Figure 3. Spatial pattern of projected precipitation extremes around 2050 under (A) SSP1-2.6, (B) SSP2-4.5, and (C) SSP3-7.0 future scenarios over the Yangtze River basin. (D) The spatial difference between SSP3-7.0 and SSP1-2.6 scenarios.
While the hazard zone expands in the mid-lower basin, it is notable that the pattern of upper basin remains basically stable, with only a very slight increase under the highest emission scenario. It indicates that the response of precipitation extremes to climate warming in the Yangtze basin is regionally varying. By comparing the spatial differences between SSP3-7.0 and SSP1-2.6 scenarios, about one-third of grids in the upper basin show a decrease in r20mm, whereas almost all the grids in the mid-lower basin show varying degrees of increment (Figure 3D). In summarize, precipitation extremes in the Yangtze basin are projected to show a Matthew effect in radiative forcing, that is, the high-intensity zone (i.e., the mid-lower basin) will continue to expand, whereas the low-intensity zone (i.e., the upper basin) will remain stable or even gradually weaken in a warmer world.
3.3. Changes in population exposure
Population exposure to climate extremes delineates potential socioeconomic risks in the future. The combinations of socioeconomic pathways and emission pathways (e.g., SSP1-2.6) are adopted to estimate the future changes in population exposure. The SSPs are reference pathways that describe plausible alternative trends in socioeconomic evolution independently with climate change, of which SSP1, SSP2, and SSP3 denote low, intermediate, and high challenges for mitigation and adaptation, respectively (O'Neill et al., 2017). Given the limitations of visual identification caused by discontinuous population distribution in the Yangtze basin, the mappings are carried out on prefecture-level cities by spatial summation, while all the calculations are based on the population grids with a precision of 1 km × 1 km.

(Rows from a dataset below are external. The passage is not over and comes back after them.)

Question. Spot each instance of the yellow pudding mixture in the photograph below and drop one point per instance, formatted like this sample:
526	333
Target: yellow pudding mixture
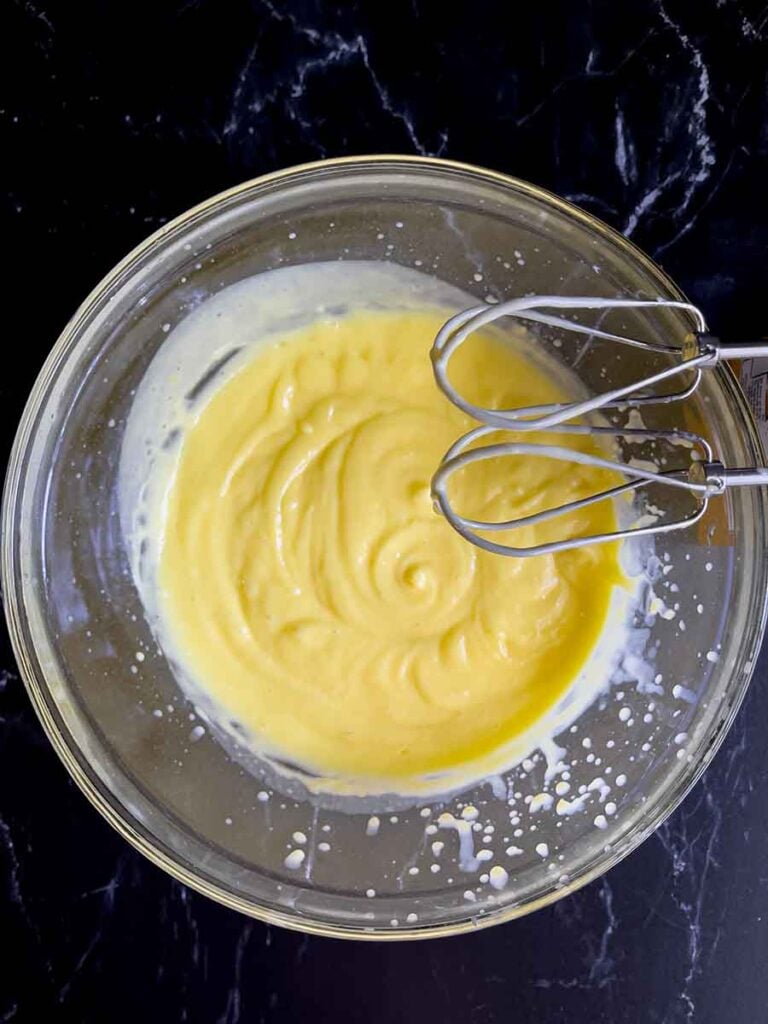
308	586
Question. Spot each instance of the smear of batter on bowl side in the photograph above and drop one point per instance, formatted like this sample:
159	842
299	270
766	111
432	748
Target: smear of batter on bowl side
306	585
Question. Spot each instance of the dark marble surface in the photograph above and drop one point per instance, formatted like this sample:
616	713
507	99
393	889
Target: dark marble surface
116	117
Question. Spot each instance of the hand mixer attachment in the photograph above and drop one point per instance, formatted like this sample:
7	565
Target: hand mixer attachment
682	463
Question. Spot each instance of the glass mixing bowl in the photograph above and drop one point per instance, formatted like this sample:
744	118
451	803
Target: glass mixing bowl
124	729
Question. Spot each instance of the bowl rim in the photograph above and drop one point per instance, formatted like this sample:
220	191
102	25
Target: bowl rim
36	684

Under future scenarios, the evolution of population distribution in the Yangtze basin also shows a Matthew effect, that is, the population move toward coastal megacities and provincial capitals, while the population among small-medium cities outflows gradually, particularly in the upper and middle basin. The prefectural average of population exposure to precipitation extremes is 68.7 million person-days (hereafter mpd) in baseline. High-exposure cities are principally scattered among Poyang and Dongting Lake watersheds, as well as the two megacities of Shanghai and Chongqing (Figure 4A). Along the low-emission pathway, about two-thirds of cities show a decrease in population exposure by 2050, among which the cities of Chongqing, Enshi, Liangshan, and Dazhou in the upper basin drop by more than 15 mpd (Figure 4B). The cities with increased exposure are broadly located in the lower basin and Taihu Lake watershed, among which the big cities such as Shanghai, Changsha, Hangzhou, and Nanjing experience an increase of more than 30 mpd in population exposure.
Figure 4. Spatial pattern of population exposure to precipitation extremes in (A) historical baseline, and differences from historical baseline under (B) SSP1-2.6 scenario, (C) SSP2-4.5 scenario, and (D) SSP3-7.0 scenario at prefecture level in the Yangtze River basin around 2050.
Along the moderate pathway, an increased exposure to precipitation extremes is detected in about two-thirds of cities around 2050 that mainly concentrated in the mid-lower Yangtze basin (Figure 4C). The prefectural average of population exposure raises to 74.3 (±2.8) mpd, and large coastal cities and provincial capitals remain the most exposed areas. Under the influence of population loss, some large cities in the upper basin, such as Chongqing and Liangshan, are expected to experience a decrease in total exposure.
As for high-emission scenario (i.e., SSP3-7.0), which assumes a continuous increase in greenhouse gases and a maintenance of high fertility in the future, it seems unlikely to happen from current situation. However, revealing the potential changes under SSP3-7.0 scenario has important implications for understanding the worst situation. In this scenario, the exposure is projected to reach 78.3 (±2.9) mpd at prefectural average, with more than 90% cities experiencing increased exposure to precipitation extremes, and the increment of some majority cities in the lower basin exceeds 10 mpd (Figure 4D).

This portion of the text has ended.